Конечно, пароход тот был несуразен и ущербен. Но не тем он был плох, что потонул, чиркнув днищем о камень буквально ввиду берега. Здесь, на мой взгляд, к командиру, к офицерам больше вопросов, чем к корабелам. И, слава Богу, при том несчастье я не при делах, мой-то Всеволод в это время уже на «Гангуте» не служил. Редкостно несуразен же и ущербен кораблик этот был по самой своей природе, явившись ублюдочным порождением нашей столь любимой «экономии». Мысль о которой посещает высокие кабинеты Морведа в моменты, когда, например, становится ясно, что выделенных казной на три полноценных броненосца денюжек хватит ровно на два с половиной.

Ясное дело, вопрос встает не о том, как найти и покарать виновных в исчезновении шестой части общей сметы, а как за полцены сварганить третий броненосец для Царя-батюшки, чтоб не заругал любимого младшОго братца за… ма-сенький недосмотр, так скажем… Удивительно в данном случае другое. Как вообще исхитрился Гуляев вписать в прокрустово ложе шести с половиной тысяч тонн водоизмещения двенадцатидюймовку в бронебашне, да еще и главный пояс в шестнадцать дюймов, обеспечив это все еще и мощным тараном, скоростью при форсировке машин до четырнадцати узлов, и неплохой для таранного броненосца маневренностью⁈

Между прочим, как кораблестроитель Эраст Евгеньевич был талантлив и прозорлив. Это отмечал еще адмирал Попов, которому тот в свои молодые годы помогал проектировать и строить круглые броненосные батареи для защиты портов Черного моря. Да, да! Те самые, только ленивыми у нас не оплеванные «Поповки». При этом признанные британскими инженерами «умным и изящным решением», «практически идеальными орудийными платформами» и т.п. Кстати, в этих определениях от «патентованных» кораблестроителей не было ни капли сарказма. Ведь для предельно узкой задачи момента — охране от нападения турецких броненосцев рейдов Севастополя и Одессы — при весьма стесненных средствах на создание, ограниченных технических возможностях и предельно сжатых сроках постройки, эти боевые суда получились не только полностью соответствующими техзаданию, главное — они УСПЕЛИ к своей войне.

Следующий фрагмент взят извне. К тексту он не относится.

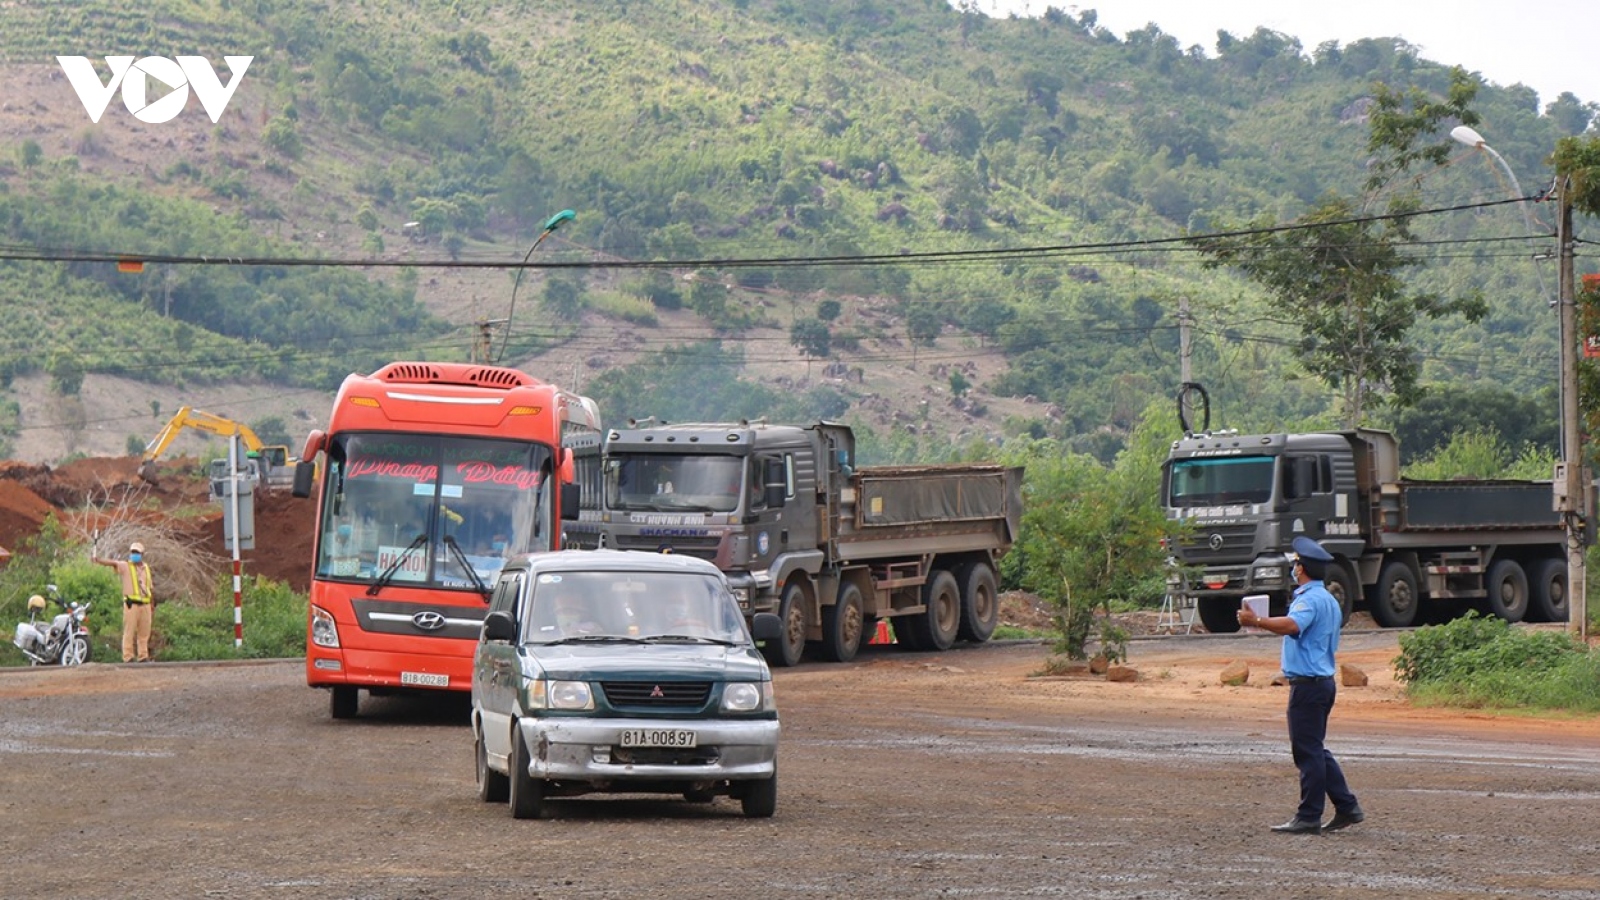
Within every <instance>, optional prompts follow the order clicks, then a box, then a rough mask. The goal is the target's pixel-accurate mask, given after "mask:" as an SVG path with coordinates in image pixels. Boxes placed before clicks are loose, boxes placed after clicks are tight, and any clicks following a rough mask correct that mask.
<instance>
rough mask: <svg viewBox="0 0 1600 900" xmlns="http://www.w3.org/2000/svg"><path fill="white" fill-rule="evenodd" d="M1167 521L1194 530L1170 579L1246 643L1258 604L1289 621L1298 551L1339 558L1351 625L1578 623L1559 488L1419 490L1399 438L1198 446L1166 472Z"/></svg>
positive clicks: (1165, 494) (1287, 439) (1198, 438)
mask: <svg viewBox="0 0 1600 900" xmlns="http://www.w3.org/2000/svg"><path fill="white" fill-rule="evenodd" d="M1162 495H1163V506H1165V508H1166V516H1168V517H1170V519H1173V520H1176V522H1179V524H1182V525H1184V527H1182V528H1181V533H1182V536H1181V538H1179V540H1178V541H1176V546H1173V548H1171V551H1173V557H1174V560H1176V562H1178V564H1179V569H1178V570H1174V573H1173V575H1171V580H1173V581H1174V588H1176V589H1178V591H1179V593H1184V594H1187V596H1189V597H1190V599H1194V601H1195V605H1197V612H1198V617H1200V621H1202V623H1203V625H1205V626H1206V629H1208V631H1237V629H1238V621H1237V620H1235V612H1237V610H1238V602H1240V599H1242V597H1243V596H1246V594H1267V596H1269V597H1270V607H1272V610H1274V615H1282V612H1283V609H1285V605H1286V599H1288V594H1290V591H1293V588H1294V585H1293V581H1291V578H1290V564H1288V552H1290V543H1291V541H1293V540H1294V538H1296V536H1299V535H1307V536H1310V538H1315V540H1318V541H1322V544H1323V546H1325V548H1326V549H1328V551H1330V552H1333V554H1334V564H1333V565H1331V567H1330V570H1328V577H1326V585H1328V589H1330V591H1331V593H1333V594H1334V596H1336V597H1339V604H1341V605H1342V607H1344V613H1346V617H1349V613H1350V612H1352V610H1354V609H1363V607H1365V609H1366V610H1368V612H1371V615H1373V618H1374V620H1376V621H1378V623H1379V625H1384V626H1390V628H1398V626H1406V625H1411V623H1413V621H1414V620H1416V617H1418V612H1419V610H1421V609H1422V605H1424V604H1432V602H1470V604H1474V605H1475V607H1478V609H1482V610H1483V612H1485V613H1491V615H1498V617H1501V618H1504V620H1507V621H1520V620H1522V618H1525V617H1526V618H1538V620H1547V621H1565V620H1566V557H1565V530H1563V525H1562V517H1560V514H1558V512H1555V511H1554V509H1555V506H1554V496H1555V495H1554V485H1552V482H1547V480H1469V479H1462V480H1442V482H1430V480H1410V479H1402V477H1400V450H1398V444H1397V442H1395V437H1394V436H1392V434H1389V432H1387V431H1378V429H1368V428H1362V429H1355V431H1334V432H1323V434H1235V432H1221V434H1218V432H1213V434H1194V436H1189V437H1184V439H1181V440H1174V442H1173V445H1171V452H1170V453H1168V458H1166V463H1165V468H1163V474H1162Z"/></svg>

И пусть экстравагантные броненосцы береговой обороны адмирала Попова безнадежно устарели буквально через десять лет, свою роль они выполнили. Тому же, что боевое значение они утратили столь быстро, есть два объяснения: в первую очередь это произошло вследствие научно-технологической революции, а еще того, что русский Черноморский флот начал преобразовываться из прибрежного, оборонительного, в сугубо наступательный, с «прицелом» на Проливы. «Поповкам» в нем места уже не было. Однако-ж, в войну 1877-го года турецкая броненосная эскадра к нашим портам не сунулась. И не только Макарову с его «Константином» и минными катерами благодаря, но и двум парам способных пробить бронепояс любого выстроенного на английских верфях «турка», мощных самоходных пушек по имени «Новгород» и «Вице-адмирал Попов», бросивших якоря на Одесском рейде. Вот вам, джентльмены, концепция «флит ин бин» в оборонительном варианте на практике.

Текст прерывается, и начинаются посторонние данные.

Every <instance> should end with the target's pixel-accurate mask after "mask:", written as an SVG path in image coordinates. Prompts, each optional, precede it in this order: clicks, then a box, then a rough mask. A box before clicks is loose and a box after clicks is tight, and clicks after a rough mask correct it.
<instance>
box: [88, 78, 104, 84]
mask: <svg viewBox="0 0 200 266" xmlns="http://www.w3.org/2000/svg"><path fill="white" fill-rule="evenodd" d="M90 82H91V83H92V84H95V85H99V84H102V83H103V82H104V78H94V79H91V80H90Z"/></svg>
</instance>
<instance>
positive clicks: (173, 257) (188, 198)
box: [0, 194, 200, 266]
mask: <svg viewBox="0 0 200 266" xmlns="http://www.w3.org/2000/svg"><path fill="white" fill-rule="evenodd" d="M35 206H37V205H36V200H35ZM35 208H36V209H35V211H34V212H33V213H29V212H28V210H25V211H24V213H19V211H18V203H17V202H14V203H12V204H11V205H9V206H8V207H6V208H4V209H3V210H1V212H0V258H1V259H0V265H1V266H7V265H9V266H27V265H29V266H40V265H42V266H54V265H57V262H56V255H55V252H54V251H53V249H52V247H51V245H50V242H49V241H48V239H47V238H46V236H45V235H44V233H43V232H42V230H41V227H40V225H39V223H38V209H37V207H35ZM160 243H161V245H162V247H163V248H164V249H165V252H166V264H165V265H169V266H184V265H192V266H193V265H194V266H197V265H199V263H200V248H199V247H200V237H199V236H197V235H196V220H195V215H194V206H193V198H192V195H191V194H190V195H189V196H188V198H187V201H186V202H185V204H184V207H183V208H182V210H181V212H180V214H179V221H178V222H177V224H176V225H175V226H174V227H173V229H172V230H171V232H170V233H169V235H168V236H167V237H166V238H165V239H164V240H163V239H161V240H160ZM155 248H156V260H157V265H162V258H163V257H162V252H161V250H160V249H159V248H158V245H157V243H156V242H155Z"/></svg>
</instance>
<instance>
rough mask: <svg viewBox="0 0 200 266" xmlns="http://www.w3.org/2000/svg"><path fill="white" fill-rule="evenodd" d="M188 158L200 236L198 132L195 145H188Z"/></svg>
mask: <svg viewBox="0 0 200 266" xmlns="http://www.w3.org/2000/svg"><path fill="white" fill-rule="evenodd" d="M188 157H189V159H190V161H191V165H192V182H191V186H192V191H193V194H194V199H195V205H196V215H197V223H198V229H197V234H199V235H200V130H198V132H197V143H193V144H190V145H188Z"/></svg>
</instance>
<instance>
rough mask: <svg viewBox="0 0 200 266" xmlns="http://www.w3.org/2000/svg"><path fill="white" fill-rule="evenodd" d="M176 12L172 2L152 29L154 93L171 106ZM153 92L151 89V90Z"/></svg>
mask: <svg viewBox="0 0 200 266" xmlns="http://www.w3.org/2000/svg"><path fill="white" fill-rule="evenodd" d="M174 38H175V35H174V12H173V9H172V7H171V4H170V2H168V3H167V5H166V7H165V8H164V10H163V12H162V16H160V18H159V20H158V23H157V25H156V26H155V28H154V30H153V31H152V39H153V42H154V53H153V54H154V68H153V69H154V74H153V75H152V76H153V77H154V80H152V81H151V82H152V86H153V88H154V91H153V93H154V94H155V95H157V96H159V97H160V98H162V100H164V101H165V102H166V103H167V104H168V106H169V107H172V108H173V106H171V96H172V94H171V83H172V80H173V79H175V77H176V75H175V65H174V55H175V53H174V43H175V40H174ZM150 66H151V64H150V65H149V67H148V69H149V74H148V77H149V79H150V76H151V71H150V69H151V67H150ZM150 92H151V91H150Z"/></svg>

Нужно отметить, что Гуляев, как кораблестроитель, в принципе был мастером «впихивать невпихуемое». Сиречь мощные пушки и броню в мизерное водоизмещение. Потому и остался в истории в первую очередь как разработчик небольших, мелкосидящих броненосцев береговой обороны. Среди которых, кстати, были и бесспорно удачные корабли типа «Адмирал Ушаков». Но главное: он первым в мире предложил концепцию построения противоминной и противоторпедной защиты подводной части корабля в виде системы продольных переборок и ячеистых отсеков. Так что все созданные после этого конструкции ПТЗ были лишь той или иной модификацией идей Эраста Евгеньевича…

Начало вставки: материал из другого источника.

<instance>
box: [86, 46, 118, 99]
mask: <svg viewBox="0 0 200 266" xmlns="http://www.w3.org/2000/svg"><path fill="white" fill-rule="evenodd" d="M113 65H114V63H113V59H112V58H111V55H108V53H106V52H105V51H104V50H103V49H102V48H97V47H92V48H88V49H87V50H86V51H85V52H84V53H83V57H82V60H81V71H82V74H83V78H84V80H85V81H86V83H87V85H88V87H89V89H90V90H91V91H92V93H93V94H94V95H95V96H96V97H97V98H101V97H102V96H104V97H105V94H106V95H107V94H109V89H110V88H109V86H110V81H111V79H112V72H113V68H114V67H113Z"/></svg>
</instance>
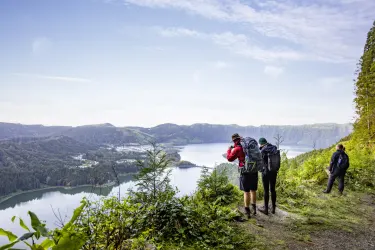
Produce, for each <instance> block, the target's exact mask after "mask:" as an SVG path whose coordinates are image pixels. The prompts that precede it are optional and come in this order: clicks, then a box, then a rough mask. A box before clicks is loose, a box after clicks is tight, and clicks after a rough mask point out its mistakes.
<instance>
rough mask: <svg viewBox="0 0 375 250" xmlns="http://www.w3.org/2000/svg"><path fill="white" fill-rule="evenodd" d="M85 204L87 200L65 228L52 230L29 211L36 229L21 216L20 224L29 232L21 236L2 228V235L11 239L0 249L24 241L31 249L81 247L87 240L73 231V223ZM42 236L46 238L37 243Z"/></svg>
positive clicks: (80, 234) (83, 206) (75, 214)
mask: <svg viewBox="0 0 375 250" xmlns="http://www.w3.org/2000/svg"><path fill="white" fill-rule="evenodd" d="M85 206H86V202H85V201H83V202H82V205H81V206H80V207H79V208H77V209H76V210H75V211H74V213H73V217H72V218H71V220H70V221H69V223H68V224H66V225H65V226H64V227H63V228H61V229H58V230H55V231H52V232H51V231H49V230H48V229H47V228H46V227H45V226H46V225H45V224H44V223H42V222H41V221H40V220H39V218H38V216H37V215H36V214H34V213H33V212H30V211H29V212H28V215H29V217H30V222H31V227H32V229H33V230H34V231H31V230H30V229H29V227H27V226H26V224H25V223H24V221H23V220H22V219H21V218H19V224H20V226H21V227H22V228H23V229H25V230H26V231H27V233H25V234H23V235H22V236H20V237H18V236H16V235H14V234H13V233H12V232H9V231H5V230H3V229H1V228H0V236H7V237H8V240H9V243H8V244H6V245H3V246H0V250H5V249H11V248H12V247H13V246H14V245H16V244H17V243H21V242H23V243H24V244H25V245H26V246H28V247H29V248H30V249H31V250H45V249H51V248H52V250H65V249H71V250H78V249H80V248H81V246H82V245H83V243H84V242H85V238H83V237H82V236H83V235H82V234H80V235H79V233H77V232H75V231H73V230H72V229H73V228H72V225H73V223H74V222H75V221H76V220H77V219H78V217H79V216H80V215H81V213H82V210H83V209H84V207H85ZM15 219H16V217H15V216H13V217H12V222H15ZM78 236H79V237H78ZM41 237H43V239H44V240H43V241H42V242H41V243H40V244H38V243H36V241H37V240H39V239H41ZM30 240H31V243H30Z"/></svg>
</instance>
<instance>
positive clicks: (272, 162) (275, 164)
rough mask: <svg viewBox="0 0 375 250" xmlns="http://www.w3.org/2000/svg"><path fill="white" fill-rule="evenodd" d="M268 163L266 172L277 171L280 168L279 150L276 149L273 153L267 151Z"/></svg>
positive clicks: (280, 162)
mask: <svg viewBox="0 0 375 250" xmlns="http://www.w3.org/2000/svg"><path fill="white" fill-rule="evenodd" d="M267 156H268V157H267V158H268V164H267V170H268V172H277V171H279V169H280V163H281V157H280V150H277V151H276V152H275V153H273V154H272V153H268V154H267Z"/></svg>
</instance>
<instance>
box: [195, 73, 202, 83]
mask: <svg viewBox="0 0 375 250" xmlns="http://www.w3.org/2000/svg"><path fill="white" fill-rule="evenodd" d="M201 79H202V74H201V72H200V71H199V70H196V71H194V73H193V81H194V83H200V82H201Z"/></svg>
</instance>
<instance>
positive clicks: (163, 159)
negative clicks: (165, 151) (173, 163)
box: [135, 143, 172, 202]
mask: <svg viewBox="0 0 375 250" xmlns="http://www.w3.org/2000/svg"><path fill="white" fill-rule="evenodd" d="M151 145H152V147H151V149H150V150H147V152H146V153H147V156H146V159H145V160H139V161H138V166H139V167H140V170H139V173H138V174H137V175H136V176H135V180H136V182H137V184H136V185H137V186H138V190H137V192H136V194H137V195H138V196H139V197H140V198H142V200H144V199H146V200H147V201H150V202H152V201H155V200H156V199H157V198H161V197H159V195H160V194H168V193H170V191H172V187H171V185H170V180H169V175H170V172H171V170H168V168H169V166H170V163H171V159H169V158H168V156H167V154H166V153H165V152H164V151H162V150H161V149H160V148H159V147H158V146H157V145H156V143H152V144H151ZM168 191H169V192H168Z"/></svg>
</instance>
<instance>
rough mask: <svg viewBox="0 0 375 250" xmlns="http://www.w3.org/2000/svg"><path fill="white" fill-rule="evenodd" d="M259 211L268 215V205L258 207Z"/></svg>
mask: <svg viewBox="0 0 375 250" xmlns="http://www.w3.org/2000/svg"><path fill="white" fill-rule="evenodd" d="M258 211H259V212H261V213H262V214H265V215H268V207H267V206H263V207H261V208H258Z"/></svg>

«Воспоминания воспоминаниями, а переговорить с Гуляевым приватно до посещения болящего Кутейникова необходимо. Если то, что о нем помнит Всеволод верно, человек он добродушный, говорливый и павлинистый. Разговорить его дело не хитрое, военные тайны "Двора Дяди Алеши» выложит как вскрытый флешь-рояль. И еще: он ведь у нас явный англофил. Водит давнюю дружескую переписку с господами Ридом, Барнаби и Уайтом. Причем, трио этих экс-директоров военного кораблестроения Британской империи между собой общается как кошки с собаками, поливая друг друга помоями через прессу или через кафедру Парламента, а с творцом русских броненедомерков они приятельствуют охотно. Доверительные отношения Гуляев поддерживает также с Альфредом Ярроу, с Джоном Торникрофтом и работающим у последнего сыном вышеупомянутого Натаниеля Барнаби, Сиднеем, специалистом в области расчета быстроходных гребных винтов.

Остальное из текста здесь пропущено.